Fight for the Air: Aviation Adventures from the Second World War by John Frayn Turner
Author:John Frayn Turner [Turner, John Frayn]
Language: eng
Format: epub
Tags: HISTORY / Military / Aviation, Bisac Code 1: HIS027140
ISBN: 9781473839885
Publisher: Pen and Sword
Published: 2014-07-02T07:00:00+00:00
Sunderland sinking U boat in the Bay of Biscay in 1943
On its third attack the Liberator had been hit full and square by a shell, but continuing on its course it dropped its bombs near the hull of the submarine, damaging the vessel so severely that the batteries began to release chlorine gas. The aircraft flew on at over 200 miles an hour, hit the sea, and sank in a few seconds …

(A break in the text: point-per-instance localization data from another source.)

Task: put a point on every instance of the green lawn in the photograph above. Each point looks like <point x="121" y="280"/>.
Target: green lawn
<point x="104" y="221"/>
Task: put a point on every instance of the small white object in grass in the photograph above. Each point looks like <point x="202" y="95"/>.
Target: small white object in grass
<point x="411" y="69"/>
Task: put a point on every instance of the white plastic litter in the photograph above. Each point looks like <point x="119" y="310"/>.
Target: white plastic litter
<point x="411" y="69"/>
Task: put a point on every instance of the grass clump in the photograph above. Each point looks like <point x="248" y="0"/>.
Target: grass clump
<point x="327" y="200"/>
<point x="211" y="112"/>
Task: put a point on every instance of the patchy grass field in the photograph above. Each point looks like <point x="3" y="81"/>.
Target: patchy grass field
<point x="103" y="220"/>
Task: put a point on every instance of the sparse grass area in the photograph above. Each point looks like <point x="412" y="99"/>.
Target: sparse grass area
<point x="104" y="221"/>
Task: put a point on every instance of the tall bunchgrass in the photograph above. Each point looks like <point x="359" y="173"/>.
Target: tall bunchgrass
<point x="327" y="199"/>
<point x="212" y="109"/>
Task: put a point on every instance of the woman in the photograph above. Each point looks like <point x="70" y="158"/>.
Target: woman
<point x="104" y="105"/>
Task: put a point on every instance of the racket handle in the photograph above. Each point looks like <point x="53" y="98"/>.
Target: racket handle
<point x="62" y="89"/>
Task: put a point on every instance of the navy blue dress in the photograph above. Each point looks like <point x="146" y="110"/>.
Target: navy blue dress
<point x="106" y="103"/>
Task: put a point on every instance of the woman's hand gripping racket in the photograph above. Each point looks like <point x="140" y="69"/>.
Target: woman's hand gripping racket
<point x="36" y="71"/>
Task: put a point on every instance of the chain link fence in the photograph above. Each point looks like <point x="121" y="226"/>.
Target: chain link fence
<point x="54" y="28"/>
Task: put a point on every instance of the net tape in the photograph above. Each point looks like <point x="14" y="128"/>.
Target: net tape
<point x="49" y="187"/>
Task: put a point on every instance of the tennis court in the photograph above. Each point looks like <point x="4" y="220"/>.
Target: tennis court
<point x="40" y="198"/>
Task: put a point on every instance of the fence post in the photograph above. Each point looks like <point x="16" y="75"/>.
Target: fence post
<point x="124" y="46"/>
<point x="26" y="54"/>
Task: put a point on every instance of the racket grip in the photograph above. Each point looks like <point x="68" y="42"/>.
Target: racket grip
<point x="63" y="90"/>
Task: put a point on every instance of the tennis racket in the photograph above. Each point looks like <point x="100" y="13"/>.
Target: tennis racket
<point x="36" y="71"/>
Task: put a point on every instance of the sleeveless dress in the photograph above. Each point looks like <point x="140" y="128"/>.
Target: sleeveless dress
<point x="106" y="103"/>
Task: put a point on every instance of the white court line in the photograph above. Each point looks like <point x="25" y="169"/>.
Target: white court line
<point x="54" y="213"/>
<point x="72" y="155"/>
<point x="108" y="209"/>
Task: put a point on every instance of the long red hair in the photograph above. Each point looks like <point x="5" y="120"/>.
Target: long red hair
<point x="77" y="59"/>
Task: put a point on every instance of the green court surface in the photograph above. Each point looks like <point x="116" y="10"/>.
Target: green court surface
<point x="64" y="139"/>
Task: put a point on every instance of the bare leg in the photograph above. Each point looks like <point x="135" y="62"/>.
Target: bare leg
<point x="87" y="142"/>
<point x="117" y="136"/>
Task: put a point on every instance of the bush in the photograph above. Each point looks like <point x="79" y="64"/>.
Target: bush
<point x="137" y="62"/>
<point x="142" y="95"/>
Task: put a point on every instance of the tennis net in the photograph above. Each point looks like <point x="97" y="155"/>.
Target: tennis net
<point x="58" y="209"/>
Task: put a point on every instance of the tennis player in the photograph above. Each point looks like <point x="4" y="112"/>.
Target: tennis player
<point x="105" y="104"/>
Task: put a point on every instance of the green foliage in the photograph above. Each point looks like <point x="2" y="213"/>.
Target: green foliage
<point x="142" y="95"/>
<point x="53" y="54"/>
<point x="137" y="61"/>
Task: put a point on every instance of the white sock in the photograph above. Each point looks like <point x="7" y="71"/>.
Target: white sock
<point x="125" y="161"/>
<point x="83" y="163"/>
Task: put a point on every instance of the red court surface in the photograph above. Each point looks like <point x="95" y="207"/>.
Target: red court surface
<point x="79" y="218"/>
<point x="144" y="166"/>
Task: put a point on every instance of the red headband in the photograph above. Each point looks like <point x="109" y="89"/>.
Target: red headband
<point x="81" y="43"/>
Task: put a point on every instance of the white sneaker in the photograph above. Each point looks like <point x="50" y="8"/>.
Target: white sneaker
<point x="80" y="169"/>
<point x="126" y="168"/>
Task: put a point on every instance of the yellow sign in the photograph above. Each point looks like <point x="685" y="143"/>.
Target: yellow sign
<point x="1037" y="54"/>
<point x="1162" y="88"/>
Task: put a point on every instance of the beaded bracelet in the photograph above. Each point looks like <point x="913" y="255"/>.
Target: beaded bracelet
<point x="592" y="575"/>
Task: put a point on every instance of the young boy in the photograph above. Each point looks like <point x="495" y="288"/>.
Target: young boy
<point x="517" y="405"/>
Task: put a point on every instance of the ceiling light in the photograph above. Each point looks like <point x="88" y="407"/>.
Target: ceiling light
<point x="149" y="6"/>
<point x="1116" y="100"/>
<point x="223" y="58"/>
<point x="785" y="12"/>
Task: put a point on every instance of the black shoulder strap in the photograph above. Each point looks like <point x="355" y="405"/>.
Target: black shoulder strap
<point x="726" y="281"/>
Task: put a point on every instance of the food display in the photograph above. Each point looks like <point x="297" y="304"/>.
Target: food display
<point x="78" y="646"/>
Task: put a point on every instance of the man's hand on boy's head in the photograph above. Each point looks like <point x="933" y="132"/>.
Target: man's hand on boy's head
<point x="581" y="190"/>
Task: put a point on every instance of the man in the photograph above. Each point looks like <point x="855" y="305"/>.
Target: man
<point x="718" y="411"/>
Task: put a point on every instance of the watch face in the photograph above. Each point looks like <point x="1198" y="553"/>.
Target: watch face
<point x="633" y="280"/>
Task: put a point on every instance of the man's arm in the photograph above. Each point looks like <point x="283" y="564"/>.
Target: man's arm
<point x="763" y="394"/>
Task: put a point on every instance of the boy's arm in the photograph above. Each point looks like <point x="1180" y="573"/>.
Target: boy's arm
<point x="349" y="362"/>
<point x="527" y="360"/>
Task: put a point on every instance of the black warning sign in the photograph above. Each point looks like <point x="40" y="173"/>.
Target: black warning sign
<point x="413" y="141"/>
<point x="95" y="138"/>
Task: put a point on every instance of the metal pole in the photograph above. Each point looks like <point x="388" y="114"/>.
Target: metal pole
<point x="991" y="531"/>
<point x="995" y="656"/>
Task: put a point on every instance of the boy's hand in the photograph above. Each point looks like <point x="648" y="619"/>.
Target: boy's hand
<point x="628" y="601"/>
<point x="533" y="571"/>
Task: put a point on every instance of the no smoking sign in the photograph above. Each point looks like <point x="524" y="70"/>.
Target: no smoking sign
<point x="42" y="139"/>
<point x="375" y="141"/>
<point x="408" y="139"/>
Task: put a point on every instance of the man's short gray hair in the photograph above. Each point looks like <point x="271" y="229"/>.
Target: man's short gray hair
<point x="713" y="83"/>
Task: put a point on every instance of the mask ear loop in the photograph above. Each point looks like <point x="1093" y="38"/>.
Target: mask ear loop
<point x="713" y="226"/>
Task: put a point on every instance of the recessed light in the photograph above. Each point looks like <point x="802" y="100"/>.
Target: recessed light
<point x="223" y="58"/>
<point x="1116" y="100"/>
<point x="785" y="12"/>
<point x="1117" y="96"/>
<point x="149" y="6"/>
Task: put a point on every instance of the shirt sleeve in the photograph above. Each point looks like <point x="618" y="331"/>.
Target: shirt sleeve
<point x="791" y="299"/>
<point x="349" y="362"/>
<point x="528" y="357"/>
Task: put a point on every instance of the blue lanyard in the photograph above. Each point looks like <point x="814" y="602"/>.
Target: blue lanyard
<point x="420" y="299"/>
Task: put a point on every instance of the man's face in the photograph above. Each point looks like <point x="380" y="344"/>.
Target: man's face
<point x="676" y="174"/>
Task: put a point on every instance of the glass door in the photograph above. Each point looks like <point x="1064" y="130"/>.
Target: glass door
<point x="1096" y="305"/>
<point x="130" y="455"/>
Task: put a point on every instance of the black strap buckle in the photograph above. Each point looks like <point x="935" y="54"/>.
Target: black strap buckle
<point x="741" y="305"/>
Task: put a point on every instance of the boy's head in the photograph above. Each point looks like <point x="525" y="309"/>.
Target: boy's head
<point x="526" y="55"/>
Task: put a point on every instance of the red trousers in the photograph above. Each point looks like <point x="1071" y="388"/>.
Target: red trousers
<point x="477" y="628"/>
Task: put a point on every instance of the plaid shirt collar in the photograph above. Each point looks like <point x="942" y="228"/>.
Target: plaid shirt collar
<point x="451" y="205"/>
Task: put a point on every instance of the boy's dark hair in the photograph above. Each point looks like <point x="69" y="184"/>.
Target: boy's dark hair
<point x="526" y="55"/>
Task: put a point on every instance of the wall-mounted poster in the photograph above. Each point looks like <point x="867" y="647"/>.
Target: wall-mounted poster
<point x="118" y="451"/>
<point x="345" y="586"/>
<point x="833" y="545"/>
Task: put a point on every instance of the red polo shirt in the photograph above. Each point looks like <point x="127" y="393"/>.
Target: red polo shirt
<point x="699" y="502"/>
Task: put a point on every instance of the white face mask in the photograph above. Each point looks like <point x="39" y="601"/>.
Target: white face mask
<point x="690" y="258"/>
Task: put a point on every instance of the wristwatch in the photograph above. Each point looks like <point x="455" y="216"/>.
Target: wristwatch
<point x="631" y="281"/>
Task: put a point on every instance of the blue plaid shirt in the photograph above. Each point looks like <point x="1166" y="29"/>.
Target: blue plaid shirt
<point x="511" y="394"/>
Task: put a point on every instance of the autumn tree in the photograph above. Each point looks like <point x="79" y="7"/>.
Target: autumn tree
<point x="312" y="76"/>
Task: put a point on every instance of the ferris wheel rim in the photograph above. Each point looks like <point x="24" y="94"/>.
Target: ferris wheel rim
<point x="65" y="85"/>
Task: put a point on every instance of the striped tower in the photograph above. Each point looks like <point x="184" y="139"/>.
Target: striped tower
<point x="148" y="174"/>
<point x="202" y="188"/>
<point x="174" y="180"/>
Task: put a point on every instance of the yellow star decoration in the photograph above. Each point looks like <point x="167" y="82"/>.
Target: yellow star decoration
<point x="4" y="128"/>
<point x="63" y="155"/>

Half the German crew were overcome by gas, but twenty-four survivors were left in the water when the U boat sank. One German sighted the Liberator’s rubber dinghy, and it was this man who reached it half an hour after the U boat disappeared. He then paddled in the direction of his companions. But only six men, including the captain, were able to reach the dinghy, and although they paddled round the spot for a long time they found no further trace of their companions.
Next day an RAF aircraft circled them and dropped supplies. At that time the Germans were thought to be survivors of the Liberator, for which a search had been made as soon as it had been posted overdue. When the Clark finally found the U boat survivors, the Germans were generous in their praise of the captain and crew of the Liberator, for the daring and courage which had brought them victory at the cost of their lives. Lloyd Trigg and his crew were ‘expendable’ in the ceaseless Battle of the Atlantic, but without them and all the other Coastal Command crews it could not have been won.
Flying Officer John ‘Joe’ Cruickshank was struck in seventy-two places by pieces of flak while piloting a Catalina flying boat. It seems incredible that a man could survive such injuries, but he did. A staunch-looking Scot with a dark moustache, Cruickshank started flying with Coastal Command in 1943. On 17 July 1944 he was piloting his Catalina between 69 and 70° NW of the Lofoten Islands on a normal anti-submarine patrol, when his navigator on the radar roused him with a shout of ‘Blip up, about sixteen miles away’. They were now inside the Arctic Circle: no place to be ditched even in mid-summer.